Tuesday, 17 March 2015

BLOG TOUR - STORM BRIDE BY J.S. BANGS

Title: Storm Bride
Author: J.S. Bangs
Release Date: December 2014

BLURB supplied by Red Adept Publishing
When Saotse rode across the treacherous ocean on an orca at the bidding of Oarsa, Power of the Sea, the blind maiden believed she had been chosen for a great destiny. But she hasn’t heard Oarsa’s voice in decades. Aged now, she has found her place among a peaceful, long-lived people, though her adoptive sister, Uya, still blossoms with youth. Then, pregnant Uya is kidnapped, and the rest of her family is slaughtered when an army of mounted warriors strikes the defenseless capital, leaving Saotse grief stricken and alone.
After Saotse finds refuge with strangers in a distant village, a new Power makes contact. Saotse embraces the opportunity to bury her bloodthirsty enemies in vengeance, but wielding the Power’s bitter magic could cost her everything she is.

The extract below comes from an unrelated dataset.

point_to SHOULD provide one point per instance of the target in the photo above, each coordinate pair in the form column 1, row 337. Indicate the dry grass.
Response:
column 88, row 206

As war escalates and allies flock to her side, Saotse believes she finally understands Oarsa’s purpose for her. But the Powers may have set events in motion that even they cannot control, and the fates of gods and men alike hang in the balance.


PURCHASE LINKS

EXCERPT
Uya Three orcas raised their heads above the green surf at the foot of Six Pine Rock. Uya crouched behind a drift log so her mother couldn’t see her and scold her, and she watched them. One of them carried something on its nose, a sea lion carcass or a fish, and the orcas’ fins flashed as they pushed it towards the foot of the stone, with its crown of ferns and evergreens. A surge of seawater hid them from her view, and when it subsided, Uya saw their prize clinging to the rough spire like a ragged piece of kelp. It was not a sea lion. It was a woman. She must be dead, Uya thought. The orcas splashed for a moment at the foot of the stone, then dove back into the deeper water. The foam surged over the rock. Then the woman moved. Uya stood up straight and shaded her eyes to be sure that she saw right. The woman’s arms wrapped around the stone to keep from slipping back into the water, and then, she raised her arm and groped for a higher handhold. “Uya!” shouted Uya’s mother from a short distance up the beach. “What are you doing? You’re supposed to be gathering mussels.” “The orcas brought a woman to Six Pine Rock!” Uya said. Her mother guffawed. “Get back to the mussels.” Aunt Mariku pointed across the water, to the narrow spire of stone that the woman clung to, and called to Uya’s mother, “Oire, I think I see something.”
Uya’s mother looked at the base of the stone, then gasped and breathed an oath. “Oarsa help her.” Then she ran down the pebbled beach and called to the men. Uya scrambled around the rock and ran after. She had seen the woman first, and it would be fair for her to be the first to tell. But she couldn’t match her mother’s stride, and by the time she reached the men at the canoes, they had already pushed two of them into the surf and were paddling furiously against the waves toward Six Pine Rock. “I saw her first!” she shouted to Grandfather Asa as soon as she caught her breath. “It was me.” Asa put his gnarled hand on her head. “So Oire said. You did well.” But his eyes were watching the brown-clad woman clinging to the rock, and the canoes spearing through the waves toward her. The lead canoe was past the breakers, halfway to the spire, its red-and-black painted head charging through the waves. A small crowd surrounded Uya on the shore, and everyone watched the canoe nose into the foamy surf around the rock’s feet. The men beat their oars wildly at the water and pushed off stones as they tried to keep the canoe upright. They were alongside the rock where the woman waited, now. Someone from the boat stretched out his hand. The woman seemed to shudder and turn away. Uya could see the lips of the people in the canoe moving, mouths wide open to shout, but she could only hear the roar of the ocean and the shrieks of gulls. A swell washed over the woman on the rock and shoved the canoe aside. With a flurry of oar-strokes the men brought their craft back, and the hand was proffered again. The woman shifted, then like a crow picking up a minnow, one of the men snatched her off the rock and tumbled with her into the bottom of the canoe.